Donc, la richesse de l’éducation parentale ne réside pas seulement dans une présence permanente, une maison et des biens matériels sécurisants, elle réside dans la transmission d’une confiance en la vie et donc en soi. La confiance est le socle pour réaliser ses projets, s’adapter aux aléas, faire des choix avisés, vivre sa vie en congruence avec ses désirs.
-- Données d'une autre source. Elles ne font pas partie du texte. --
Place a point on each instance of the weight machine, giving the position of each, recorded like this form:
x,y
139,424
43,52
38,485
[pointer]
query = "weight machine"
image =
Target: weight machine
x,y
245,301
Si au sein de la famille, la peur est dominante, l’enfant apprend la peur. Elle devient alors un frein quand elle est ancrée en permanence inconsciemment devenant un système de guidage de choix de vie. Je vais alors agir non pas pour découvrir, apprendre, m’ouvrir au monde, oser me challenger, prendre des risques mais au contraire pour me protéger, éviter les écueils, économiser l’argent, trouver un emploi dit « stable » etc. Deux types de comportements différents.

Quel est votre paradigme de vie dominant ?
l
a vie est-elle danger ? OU la vie est-elle un fabuleux voyage d’apprentissage et d’expérimentations ?

Ecoutez bien en vous avec authenticité.

Comment repérer la réalité du paradigme interne qui vous dirige ?
En analysant vos comportements courants, vous pourrez le déterminer. Voici des repères.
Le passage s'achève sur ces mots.